Bohaterowie, a szczególnie Thibault, w ogóle są niezbyt rozgarnięci, co świadczy o ich „głębokich” przemyśleniach:
„Kanapa jest rozłożona, kołdra i poduszka wydają się całkiem wygodne. Robi to na mnie nawet większe wrażenie niż tamta laska, która mnie niedawno podrywała”*. Jeśli na facecie większe wrażenie robi wygodna poduszka (w czyimś mieszkaniu, nie w więzieniu) niż kobieta to musi być z nim coś nie tak. „Wizyta w szpitalu wiruje w mojej głowie niczym pranie w pralce”**. Po pierwsze porównanie jest średnio trafne, a po drugie wizyta w szpitalu nie może wirować w czyjejś głowie, a co najwyżej wrażenia z tej wizyty (tego też nie jestem pewna). „Zrobiła nam nawet zdjęcia zamiast nas obudziła. Mam je w telefonie. Starannie je przechowuję”***. Czy ktoś mi wytłumaczy jak się starannie przechowuje zdjęcia w telefonie? „Ordynator jest równie tępy i szorstki jak stalowy pręt z budowy”****. Bardzo obrazowe porównanie…

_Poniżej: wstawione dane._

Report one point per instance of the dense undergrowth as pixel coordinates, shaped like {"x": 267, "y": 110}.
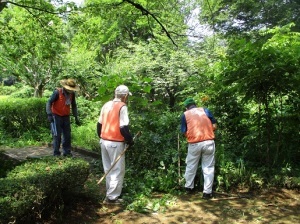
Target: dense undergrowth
{"x": 155, "y": 163}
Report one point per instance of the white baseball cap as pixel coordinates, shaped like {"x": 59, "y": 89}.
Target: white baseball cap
{"x": 122, "y": 90}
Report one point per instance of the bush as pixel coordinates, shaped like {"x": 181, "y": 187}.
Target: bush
{"x": 34, "y": 187}
{"x": 18, "y": 116}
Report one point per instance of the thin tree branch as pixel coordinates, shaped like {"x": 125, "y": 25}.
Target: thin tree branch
{"x": 35, "y": 8}
{"x": 146, "y": 12}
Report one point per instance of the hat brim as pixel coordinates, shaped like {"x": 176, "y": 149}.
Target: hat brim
{"x": 63, "y": 83}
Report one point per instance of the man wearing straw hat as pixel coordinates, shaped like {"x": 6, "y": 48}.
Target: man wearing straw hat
{"x": 58, "y": 111}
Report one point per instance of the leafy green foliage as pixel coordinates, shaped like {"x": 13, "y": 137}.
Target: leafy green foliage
{"x": 19, "y": 116}
{"x": 34, "y": 187}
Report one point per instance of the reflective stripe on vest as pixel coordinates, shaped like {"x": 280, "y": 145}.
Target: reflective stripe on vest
{"x": 199, "y": 126}
{"x": 59, "y": 107}
{"x": 111, "y": 123}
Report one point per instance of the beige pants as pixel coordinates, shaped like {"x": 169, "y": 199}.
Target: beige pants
{"x": 114, "y": 180}
{"x": 206, "y": 151}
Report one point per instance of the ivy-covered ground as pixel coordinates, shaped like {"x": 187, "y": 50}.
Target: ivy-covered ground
{"x": 274, "y": 206}
{"x": 267, "y": 206}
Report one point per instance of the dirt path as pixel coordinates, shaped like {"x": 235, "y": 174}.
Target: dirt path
{"x": 277, "y": 206}
{"x": 273, "y": 206}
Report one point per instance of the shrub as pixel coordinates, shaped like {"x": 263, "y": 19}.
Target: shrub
{"x": 32, "y": 188}
{"x": 18, "y": 116}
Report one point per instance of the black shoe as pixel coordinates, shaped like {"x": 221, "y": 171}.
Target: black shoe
{"x": 189, "y": 190}
{"x": 113, "y": 202}
{"x": 207, "y": 196}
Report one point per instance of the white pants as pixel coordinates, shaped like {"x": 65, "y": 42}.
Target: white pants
{"x": 206, "y": 150}
{"x": 114, "y": 180}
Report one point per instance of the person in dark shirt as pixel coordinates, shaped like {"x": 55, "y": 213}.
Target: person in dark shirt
{"x": 58, "y": 112}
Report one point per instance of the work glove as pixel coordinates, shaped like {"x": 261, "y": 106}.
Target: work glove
{"x": 77, "y": 121}
{"x": 50, "y": 118}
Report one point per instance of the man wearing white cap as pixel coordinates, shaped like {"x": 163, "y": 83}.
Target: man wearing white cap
{"x": 113, "y": 129}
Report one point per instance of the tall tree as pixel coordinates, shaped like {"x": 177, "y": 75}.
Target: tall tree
{"x": 236, "y": 17}
{"x": 32, "y": 46}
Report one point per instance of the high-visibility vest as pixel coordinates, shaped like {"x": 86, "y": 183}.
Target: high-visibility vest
{"x": 199, "y": 126}
{"x": 111, "y": 122}
{"x": 59, "y": 107}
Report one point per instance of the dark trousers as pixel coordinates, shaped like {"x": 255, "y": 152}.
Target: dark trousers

Podchodząc do tematu śpiączki autorka nie zadała sobie trudu, aby zrobić dobry research, co niestety widać. W momencie, kiedy powinny się pojawić jakieś medyczne objaśnienia, jak na przykład podczas obchodu lekarzy Elsa przestaje słuchać. Gdy Thibault chce się dowiedzieć o stanie zdrowia swojej nowej przyjaciółki wyjaśnienia w pewnym momencie się ucinają i są zastąpione jakimś nieistotnym wtrąceniem. Natomiast aparatura medyczna jest nazywana ustrojstwami i rurkami. Po książce, która głównie skupia się na śpiączce oczekiwałabym nieco więcej.

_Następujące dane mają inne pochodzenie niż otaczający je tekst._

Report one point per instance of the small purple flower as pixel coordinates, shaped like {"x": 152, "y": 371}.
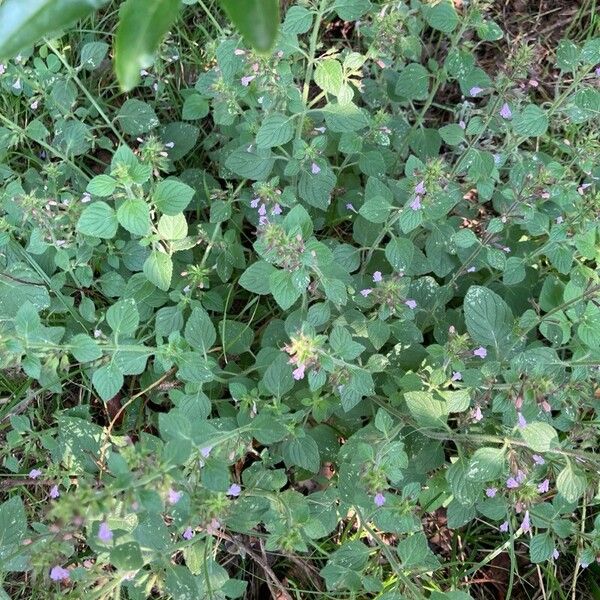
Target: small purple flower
{"x": 526, "y": 523}
{"x": 544, "y": 486}
{"x": 379, "y": 499}
{"x": 59, "y": 574}
{"x": 416, "y": 203}
{"x": 234, "y": 490}
{"x": 512, "y": 483}
{"x": 174, "y": 497}
{"x": 420, "y": 188}
{"x": 298, "y": 373}
{"x": 505, "y": 111}
{"x": 481, "y": 352}
{"x": 104, "y": 533}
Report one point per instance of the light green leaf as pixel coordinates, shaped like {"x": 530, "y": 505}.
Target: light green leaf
{"x": 98, "y": 220}
{"x": 158, "y": 268}
{"x": 276, "y": 130}
{"x": 142, "y": 25}
{"x": 25, "y": 22}
{"x": 134, "y": 215}
{"x": 256, "y": 20}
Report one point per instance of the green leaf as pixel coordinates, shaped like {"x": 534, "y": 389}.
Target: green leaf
{"x": 276, "y": 130}
{"x": 23, "y": 23}
{"x": 413, "y": 82}
{"x": 134, "y": 215}
{"x": 137, "y": 117}
{"x": 98, "y": 220}
{"x": 571, "y": 483}
{"x": 102, "y": 186}
{"x": 283, "y": 289}
{"x": 158, "y": 268}
{"x": 540, "y": 437}
{"x": 123, "y": 316}
{"x": 141, "y": 27}
{"x": 488, "y": 318}
{"x": 171, "y": 196}
{"x": 329, "y": 76}
{"x": 531, "y": 122}
{"x": 256, "y": 20}
{"x": 107, "y": 381}
{"x": 255, "y": 278}
{"x": 426, "y": 410}
{"x": 302, "y": 452}
{"x": 200, "y": 332}
{"x": 194, "y": 107}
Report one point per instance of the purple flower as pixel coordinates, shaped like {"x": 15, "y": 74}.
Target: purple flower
{"x": 505, "y": 111}
{"x": 420, "y": 188}
{"x": 234, "y": 490}
{"x": 174, "y": 497}
{"x": 59, "y": 574}
{"x": 526, "y": 523}
{"x": 379, "y": 499}
{"x": 544, "y": 486}
{"x": 34, "y": 473}
{"x": 416, "y": 203}
{"x": 104, "y": 533}
{"x": 298, "y": 373}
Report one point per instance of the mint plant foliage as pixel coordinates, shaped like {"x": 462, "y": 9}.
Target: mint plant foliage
{"x": 331, "y": 309}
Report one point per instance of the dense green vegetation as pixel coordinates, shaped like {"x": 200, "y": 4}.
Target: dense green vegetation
{"x": 322, "y": 321}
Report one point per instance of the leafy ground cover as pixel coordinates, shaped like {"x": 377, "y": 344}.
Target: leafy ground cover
{"x": 318, "y": 323}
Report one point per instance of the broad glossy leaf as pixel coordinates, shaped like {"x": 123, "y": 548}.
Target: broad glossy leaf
{"x": 142, "y": 25}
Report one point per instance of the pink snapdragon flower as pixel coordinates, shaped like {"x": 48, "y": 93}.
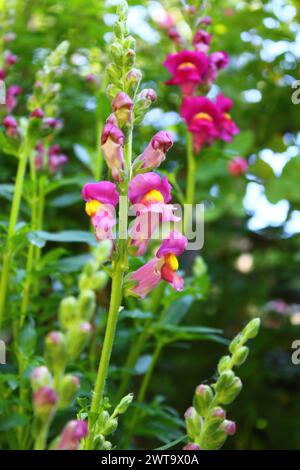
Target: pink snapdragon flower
{"x": 187, "y": 69}
{"x": 112, "y": 140}
{"x": 73, "y": 433}
{"x": 208, "y": 121}
{"x": 202, "y": 40}
{"x": 155, "y": 152}
{"x": 122, "y": 107}
{"x": 238, "y": 166}
{"x": 11, "y": 97}
{"x": 11, "y": 125}
{"x": 101, "y": 199}
{"x": 202, "y": 118}
{"x": 163, "y": 267}
{"x": 149, "y": 195}
{"x": 227, "y": 127}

Odniosłam wrażenie, że Clelie Avit wdawała się w szczegóły w nieodpowiednich momentach. Na przykład wiem, że zarówno główny bohater, jak i jego przyjaciel nosili chusteczki (bo jeden jeździł do szpitala, a drugi miał małą córkę), ale nie wiem, gdzie pracował ten przyjaciel, ani na czym polegała praca samego Thibaulta, albo chociaż jego mamy. Nie wiem również, gdzie był jego ojciec, a o Elsie wiem tylko, że pracowała w branży górskiej. Autorka nawet nie stara się wyjaśnić na czym ta praca polegała, a przecież można byłoby to wpleść do monologów kobiety.
Mimo tylu błędów oraz niedociągnięć książki nie czytało się źle. Bardzo chciałam wiedzieć, w jaki sposób ta historia się zakończy i to najbardziej trzymało mnie w napięciu. Jeśli ktoś lubi niewymagające czytadła typu new adult to może śmiało sięgnąć po tę powieść, ale w przypadku, gdy oczekujecie ambitniejszej literatury „Wiem, że tu jesteś” nie będzie dla Was.
* Avit C., Wiem, że tu jesteś, Wydawnictwo Sonia Draga, Katowice 2016 r., str. 63. ** tamże, str. 65. ***tamże, str. 88. **** tamże, str. 180.
Moja ocena 4/10
Za możliwość przeczytania książki dziękuję Wydawnictwu Sonia Draga.